TBX L - Use Split and RegEx and Stream to Parse Text R2.tbx (446.7 KB)

satikusala · January 7, 2022, 5:44pm

Great. I believe the script I’ve provided does exactly what you asked for, using stream.

TomD · January 7, 2022, 6:02pm

In MichaelB test file, I used the .extract operator instead. It worked for me.

$MyString="";
//$Name=$Text.substr(“0,20”)+("…");
$Text.eachLine(x){
var:string vPageNo=x.extract("^\d+");
var:string vText=x.extract(":\d\d\s.+");
$PageNo=vPageNo;
$MyString+="(p “+$PageNo+”) “+vText+”\n\n";
};
$Text(“Draft1”)=$MyString;

satikusala · January 7, 2022, 6:14pm

Yup, no reason why it would not work. Lot of ways to do this.

webline · January 7, 2022, 7:24pm

@abusch the problem with the original pattern is the “^” (beginning of a line). TBX ignores the “\n” as beginning of a line.
TBX will replace every occurrence - this was a misinterpretation by myself.
A pattern like $Text.replace("([0-9{1,3}]).+\t", “p. $1”) will work and replace everything.

abusch · January 7, 2022, 7:50pm

Wow - you’re right! I didn’t see that as the source of the problem. Now it literally is a one-liner, apart from the to and fro with $MyString:

$MyString=$Text.replace(“([0-9]{1,3}).+\t”,"(p. $1) ");
$Text=$MyString;
$MyString=;

Thank you, Jürgen! How did you spot the problem?
I think this may interest @satikusala, @eastgate and @mwra .

satikusala · January 7, 2022, 8:07pm

Interesting. I tried this with the sample text and it did not work for me. Does it work for you?

Update: This however did work: ([0-9]{1,3}) ","(p. $0) . If I remove the .\t and only capture the first space it works to get the page numbers in, but it does not remove the “Highlight Andreas Busch 14.12.21, 13:18:(p. 35 )” and interjects a false positive page number. Not sure what I’m doing wrong with the RegEx. Seems to me the native action code and stream method may generate more reliable result.
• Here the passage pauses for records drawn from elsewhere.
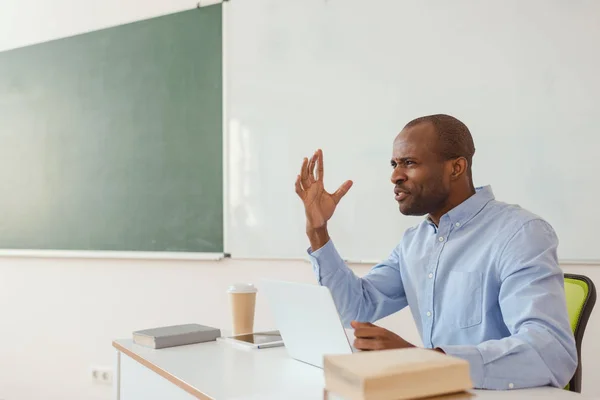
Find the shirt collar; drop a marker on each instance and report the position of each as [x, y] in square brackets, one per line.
[466, 210]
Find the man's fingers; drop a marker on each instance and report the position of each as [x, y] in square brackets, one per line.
[320, 165]
[341, 192]
[311, 167]
[299, 190]
[369, 332]
[304, 173]
[368, 344]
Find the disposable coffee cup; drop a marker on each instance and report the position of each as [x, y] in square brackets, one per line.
[242, 299]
abusch · January 7, 2022, 8:07pm

Many thanks to @satikusala , @mwra , @eastgate and @webline who all helped solve my little problem, namely how to “clean” text pasted from DEVONthink into a Tinderbox note’s $Text.

Since many people in the Tinderbox forum use DEVONthink and may also use its annotation feature (the results of which, as you will know, can be be copied and pasted as text e.g. into Tinderbox), I post a few screenshots here. Also, since the format in which you get text from DEVONthink annotations differs from the format @satikusala used, I show the action code which transforms it into my favourite format. Obviously, if you have different needs, you can easily alter the RegEx.

But the important thing for me is: One can indeed search and replace many occurrences in one note; and it can be done without loops or stream operators (which, however, can also fulfill this task).

Here is my starting text - straight out of DEVONthink, pasted into the $Text field:

Here is the action code that I use in the stamp (sorry there’s so much German in it…):

$MyString=$Text.replace(“([0-9]+).+\t”,“(p. $1) “);
$MyString=$MyString.replace(”\n\n”,“\n”);
$Text=$MyString;

The first line does the conversion (I want to drop everything except the page number and the text).
The second line serves cosmetic purposes by reducing the number of line breaks between entries to one.
And the third line puts the stuff from the intermediary variable back into $Text.

The result looks like this:

Many thanks again to the forum - I hope this will help someone else.

Edit: In the above action code, I have put in “+” instead of “{1,3}” which is shorter and correct.